4.   A search made on 11 January 2008 at the Accounting and Corporate Regulatory Authority in the Republic of Singapore and at the Supreme Court of the Republic of Singapore revealed no order or resolution for the winding-up of the Company and no notice of appointment of a receiver or judicial manager for the Company. It should be noted that such a search is not capable of revealing whether or not a winding-up application has been made.

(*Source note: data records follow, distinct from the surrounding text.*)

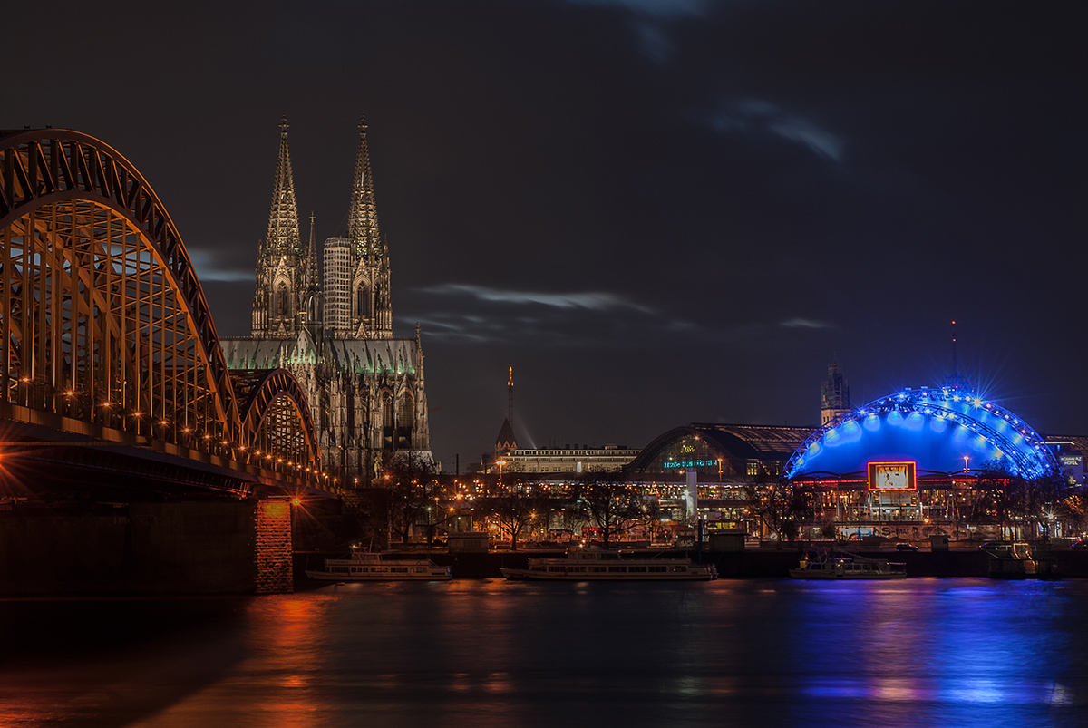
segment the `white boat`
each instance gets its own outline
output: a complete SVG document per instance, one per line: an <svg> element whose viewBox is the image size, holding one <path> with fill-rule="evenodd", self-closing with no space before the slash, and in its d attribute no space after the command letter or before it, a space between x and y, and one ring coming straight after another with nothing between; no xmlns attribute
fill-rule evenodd
<svg viewBox="0 0 1088 728"><path fill-rule="evenodd" d="M543 581L709 581L718 578L713 564L596 550L571 551L566 558L530 558L528 568L502 568L499 571L507 579Z"/></svg>
<svg viewBox="0 0 1088 728"><path fill-rule="evenodd" d="M809 562L801 560L795 569L790 569L793 579L906 579L906 564L890 564L883 558L861 556L837 557Z"/></svg>
<svg viewBox="0 0 1088 728"><path fill-rule="evenodd" d="M448 581L448 566L438 566L429 558L382 558L353 548L351 558L326 558L321 571L306 570L310 579L322 581Z"/></svg>

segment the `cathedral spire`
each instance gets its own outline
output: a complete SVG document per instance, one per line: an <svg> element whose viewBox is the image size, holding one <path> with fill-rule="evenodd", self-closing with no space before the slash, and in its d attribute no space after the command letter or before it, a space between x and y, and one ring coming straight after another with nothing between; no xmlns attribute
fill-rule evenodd
<svg viewBox="0 0 1088 728"><path fill-rule="evenodd" d="M359 119L359 150L355 157L355 178L351 184L351 207L347 217L347 237L351 242L356 256L383 254L378 232L378 210L374 207L374 181L370 174L366 116Z"/></svg>
<svg viewBox="0 0 1088 728"><path fill-rule="evenodd" d="M287 115L284 114L280 120L280 156L275 164L269 232L264 238L264 254L269 256L298 255L302 251L298 234L298 208L295 203L295 175L290 170L290 151L287 149Z"/></svg>
<svg viewBox="0 0 1088 728"><path fill-rule="evenodd" d="M308 293L321 289L321 275L318 273L318 238L313 234L313 219L311 211L310 242L306 246L306 270L302 273L302 287Z"/></svg>

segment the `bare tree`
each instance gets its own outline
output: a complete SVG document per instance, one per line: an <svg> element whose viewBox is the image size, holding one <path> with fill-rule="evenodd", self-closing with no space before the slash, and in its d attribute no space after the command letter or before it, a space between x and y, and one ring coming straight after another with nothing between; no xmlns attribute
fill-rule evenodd
<svg viewBox="0 0 1088 728"><path fill-rule="evenodd" d="M763 526L788 541L793 541L799 522L812 518L812 503L806 489L783 480L762 480L744 488L747 509Z"/></svg>
<svg viewBox="0 0 1088 728"><path fill-rule="evenodd" d="M437 507L435 466L419 453L388 454L384 466L385 474L381 482L390 492L390 531L407 544L420 516L429 506ZM433 540L433 523L428 526L429 536Z"/></svg>

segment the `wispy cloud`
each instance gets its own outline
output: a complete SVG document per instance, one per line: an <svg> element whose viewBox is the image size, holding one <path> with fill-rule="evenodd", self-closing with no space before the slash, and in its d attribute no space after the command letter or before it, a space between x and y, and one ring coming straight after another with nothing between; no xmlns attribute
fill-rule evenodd
<svg viewBox="0 0 1088 728"><path fill-rule="evenodd" d="M445 296L471 296L478 300L514 304L519 306L536 304L551 306L553 308L584 308L594 311L607 311L619 308L632 309L644 313L653 313L654 309L628 300L622 296L598 291L584 293L544 293L534 291L503 291L500 288L489 288L486 286L469 285L465 283L444 283L430 288L419 288L421 293L430 293Z"/></svg>
<svg viewBox="0 0 1088 728"><path fill-rule="evenodd" d="M705 15L707 0L567 0L574 5L613 5L657 17Z"/></svg>
<svg viewBox="0 0 1088 728"><path fill-rule="evenodd" d="M201 281L220 281L223 283L237 283L239 281L252 281L254 269L222 268L215 260L215 254L199 248L188 248L189 259L197 269L197 277Z"/></svg>
<svg viewBox="0 0 1088 728"><path fill-rule="evenodd" d="M778 325L787 329L833 329L833 323L826 321L814 321L813 319L788 319Z"/></svg>
<svg viewBox="0 0 1088 728"><path fill-rule="evenodd" d="M766 132L807 147L817 157L842 162L845 146L842 137L761 99L744 99L725 106L710 119L710 125L725 134Z"/></svg>

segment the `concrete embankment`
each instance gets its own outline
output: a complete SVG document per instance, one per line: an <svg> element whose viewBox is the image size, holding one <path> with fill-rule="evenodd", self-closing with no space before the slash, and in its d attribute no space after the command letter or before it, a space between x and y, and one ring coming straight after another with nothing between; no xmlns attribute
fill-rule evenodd
<svg viewBox="0 0 1088 728"><path fill-rule="evenodd" d="M646 556L698 558L694 551L650 551ZM889 562L906 564L906 572L912 577L987 577L989 559L978 548L954 548L952 551L852 551L857 556L885 558ZM449 554L445 551L390 552L388 558L426 557L441 566L449 566L455 579L497 579L499 568L526 568L530 558L562 558L562 551L518 550L498 551L486 554ZM307 568L320 569L324 558L343 558L344 554L296 554L295 576L306 579ZM1055 551L1059 573L1063 577L1088 577L1088 551ZM749 579L758 577L788 577L789 570L798 566L801 552L796 548L753 548L739 552L704 551L702 560L717 566L724 579Z"/></svg>

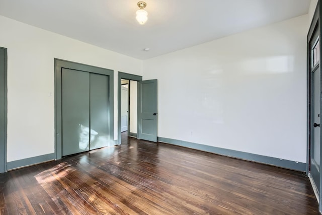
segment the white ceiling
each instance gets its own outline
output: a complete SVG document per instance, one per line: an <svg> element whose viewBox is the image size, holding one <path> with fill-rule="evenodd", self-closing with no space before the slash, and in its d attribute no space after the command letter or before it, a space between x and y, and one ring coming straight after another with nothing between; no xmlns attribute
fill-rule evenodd
<svg viewBox="0 0 322 215"><path fill-rule="evenodd" d="M144 25L138 0L0 0L0 15L144 59L306 14L310 1L145 0Z"/></svg>

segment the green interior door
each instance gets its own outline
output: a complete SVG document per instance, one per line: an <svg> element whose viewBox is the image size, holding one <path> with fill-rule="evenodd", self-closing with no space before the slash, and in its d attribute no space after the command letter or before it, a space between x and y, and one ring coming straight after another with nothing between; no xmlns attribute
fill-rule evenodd
<svg viewBox="0 0 322 215"><path fill-rule="evenodd" d="M109 145L108 80L107 76L90 74L90 150Z"/></svg>
<svg viewBox="0 0 322 215"><path fill-rule="evenodd" d="M139 82L138 138L156 142L157 140L157 80Z"/></svg>
<svg viewBox="0 0 322 215"><path fill-rule="evenodd" d="M62 155L89 150L90 73L62 69Z"/></svg>
<svg viewBox="0 0 322 215"><path fill-rule="evenodd" d="M310 174L318 192L320 191L320 114L321 114L321 73L319 66L319 38L318 31L315 30L309 44L310 50L311 85L311 131Z"/></svg>

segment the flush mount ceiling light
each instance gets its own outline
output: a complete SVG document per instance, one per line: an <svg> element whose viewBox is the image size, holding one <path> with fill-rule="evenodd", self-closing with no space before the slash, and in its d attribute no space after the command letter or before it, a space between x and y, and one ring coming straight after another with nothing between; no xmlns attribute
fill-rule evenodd
<svg viewBox="0 0 322 215"><path fill-rule="evenodd" d="M146 3L144 2L139 2L137 3L137 6L140 8L140 10L136 11L136 20L141 25L143 25L147 20L147 12L144 11Z"/></svg>

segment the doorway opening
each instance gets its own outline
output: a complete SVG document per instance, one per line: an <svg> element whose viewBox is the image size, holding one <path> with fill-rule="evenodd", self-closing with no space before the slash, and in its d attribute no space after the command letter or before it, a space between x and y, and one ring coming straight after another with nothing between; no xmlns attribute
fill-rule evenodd
<svg viewBox="0 0 322 215"><path fill-rule="evenodd" d="M0 173L7 170L7 48L0 47Z"/></svg>
<svg viewBox="0 0 322 215"><path fill-rule="evenodd" d="M127 144L128 136L136 137L137 130L137 82L121 80L121 142Z"/></svg>
<svg viewBox="0 0 322 215"><path fill-rule="evenodd" d="M120 71L118 76L118 144L127 144L129 136L137 137L138 82L142 77Z"/></svg>

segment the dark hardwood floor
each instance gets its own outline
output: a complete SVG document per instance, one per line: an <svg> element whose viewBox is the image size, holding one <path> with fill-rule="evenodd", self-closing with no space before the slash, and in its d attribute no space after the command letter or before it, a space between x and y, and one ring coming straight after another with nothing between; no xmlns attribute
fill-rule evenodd
<svg viewBox="0 0 322 215"><path fill-rule="evenodd" d="M302 173L127 143L0 174L0 213L318 214Z"/></svg>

Notice of a winding-up order made or resolution passed or a receiver or judicial manager appointed may not be filed at the Accounting and Corporate Regulatory Authority immediately.
 
5.   Based upon and subject to the foregoing, we are of the opinion that the Shares deliverable pursuant to the Plan have been duly authorised and, when and to the extent issued pursuant to the Plan upon receipt by the Company of the purchase price therefore and, upon the issue of share certificates representing Shares in accordance with Articles of Association of the Company, will be validly issued, fully paid and non-assessable. For the purposes of this opinion we have assumed that the term “non-assessable” in relation to the Shares to be issued means under Singapore law that holders of such Shares, having fully paid up all amounts due on such Shares are under no further personal liability to contribute to the assets or liabilities of the Company in their capacities purely as holders of such Shares.

 


 

   
(ALLEN&GLEDHILL LOGO) PAGE 4
  6.   This opinion relates only to the laws of general application of Singapore as of the date hereof and as currently applied by the Singapore courts, and is given on the basis that it will be governed by and construed in accordance with the laws of Singapore. We have made no investigation of, and do not express or imply any views on, the laws of any country other than Singapore.
 
  7.   We consent to the filing of this opinion as an exhibit to the Registration Statement. In giving such consent, we do not thereby admit that we come within the category of persons whose consent is required under Section 7 of the United States Securities Act 1933, as amended. This opinion is strictly limited to the matters stated herein, and is not to be read as extending by implication to any other matter in connection with the Plan or otherwise including, but without limitation, any other document signed in connection with the Plan. Further, except as provided above, this opinion is not to be circulated to, or relied upon by, any other person or quoted or referred to in any public document or filed with any governmental body or agency without our prior written consent.